Clydesdale hits IPO snag as new era starts
British challenger bank Clydesdale is turning out to be a tougher sell than anticipated for CEO David Duffy, potentially casting a shadow over the UK’s other planned challenger bank IPOs.
Clydesdale was due to start trading on the London Stock Exchange Tuesday, alongside a demerger with former parent National Australia Bank (NAB). Institutional investors are being offered 25% of the bank, but NAB has now said it may opt not to go ahead with the listing, or only do part of it, and instead retain part of Clydesdale.

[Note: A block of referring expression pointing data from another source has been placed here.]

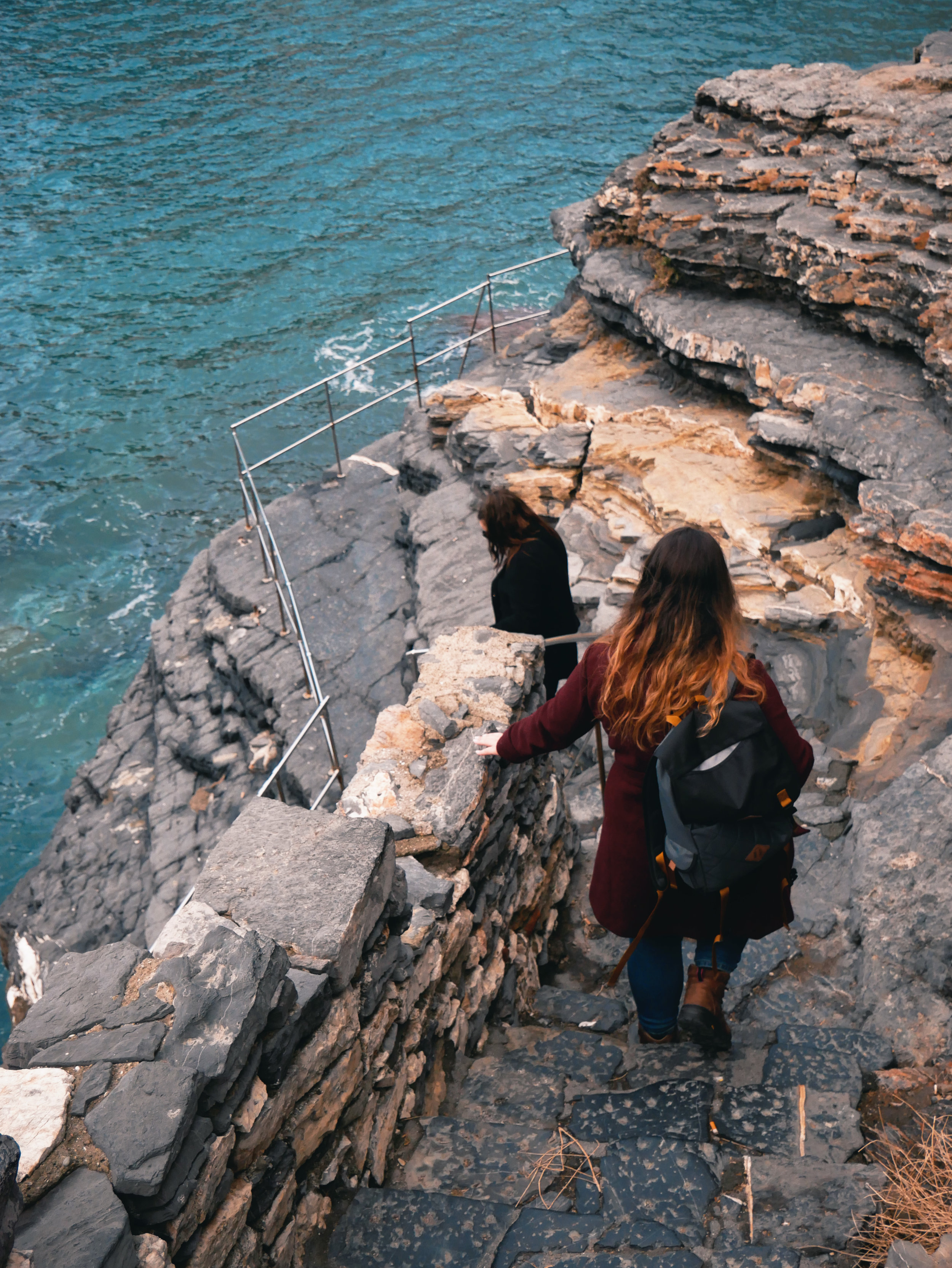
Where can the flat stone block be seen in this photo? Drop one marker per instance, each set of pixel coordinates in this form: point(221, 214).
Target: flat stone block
point(577, 1009)
point(871, 1052)
point(34, 1111)
point(142, 1122)
point(80, 1224)
point(83, 990)
point(424, 889)
point(224, 988)
point(547, 1230)
point(647, 1064)
point(756, 1257)
point(315, 883)
point(509, 1090)
point(670, 1109)
point(483, 1161)
point(661, 1181)
point(125, 1044)
point(767, 1119)
point(398, 1229)
point(582, 1058)
point(824, 1071)
point(800, 1205)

The demerger still becomes effective on Tuesday, after NAB shareholders approved the move last week. However, the first day of trading is being delayed until Wednesday, after a request from one of the ratings agencies for more information on Clydesdale’s secured funding, making up 13% of the bank’s total. That could mean a downgrade of its deposit rating, the bank said.
The IPO “is expected to proceed” according to announcement by the bank, citing Duffy. The CEO said: “Whilst we have a very short delay in launching the IPO it is very important that we commence trading as an independent company in the best possible way. We have made excellent progress with the transaction and we have very strong interest in our story.”

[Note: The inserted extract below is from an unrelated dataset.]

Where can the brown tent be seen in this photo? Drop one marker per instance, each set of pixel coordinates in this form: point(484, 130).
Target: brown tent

The IPO is over-subscribed, at 180p per share, according to NAB. But that is at the lower end of a range between 175p and 235p, which would have valued the bank between £1.54 billion and £2.07 billion. Duffy told Euromoney late last year, he thought Clydesdale’s value at IPO would be between £2 billion and £2.5 billion. There was appetite among Australian investors for diversification, as the Australia economy slows and the UK economy speeds up, according to Duffy.
The UK has seen a flurry of IPOs of small, so-called challenger banks in recent years, with Metro Bank and RBS spin-off Williams & Glynn expected to follow Clydesdale (whose heartlands are in northern Britain). Such banks have traditional struggled to make gains on the handful of big banks that dominate UK banking.

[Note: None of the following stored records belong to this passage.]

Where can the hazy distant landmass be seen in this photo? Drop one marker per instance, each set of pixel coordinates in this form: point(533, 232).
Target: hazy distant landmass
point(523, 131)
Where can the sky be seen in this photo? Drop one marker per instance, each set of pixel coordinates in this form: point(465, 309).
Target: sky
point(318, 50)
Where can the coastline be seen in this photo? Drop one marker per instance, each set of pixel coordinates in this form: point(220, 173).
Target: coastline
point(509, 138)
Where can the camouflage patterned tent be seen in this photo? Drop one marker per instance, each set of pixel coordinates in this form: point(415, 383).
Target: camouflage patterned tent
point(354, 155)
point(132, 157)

But Duffy said Clydesdale, which is traditionally strongest in northern England offers “an opportunity to change the face of UK banking” as bigger banks are harder-hit by new regulatory burdens. Independence from NAB will help Clydesdale focus on growing its franchise, Duffy told Euromoney.
Uncertainty over the ownership of the bank, and being part of a group based "many thousands of miles away" has, according to him, “led to lack of management focus and lack of investment". He hopes to replicate his success in improving results at the bank he used to run - Allied Irish Banks (which is also planning an IPO) – including in in digital banking.
Longer term, Duffy told Euromoney could be both an acquirer or target, as consolidation gets under way in the challenger sector. "In a few years’ time I doubt the market will look as it does today," he said, outlining which regions and businesses he could target in an acquisition – and where acquirers of Clydesdale could come from.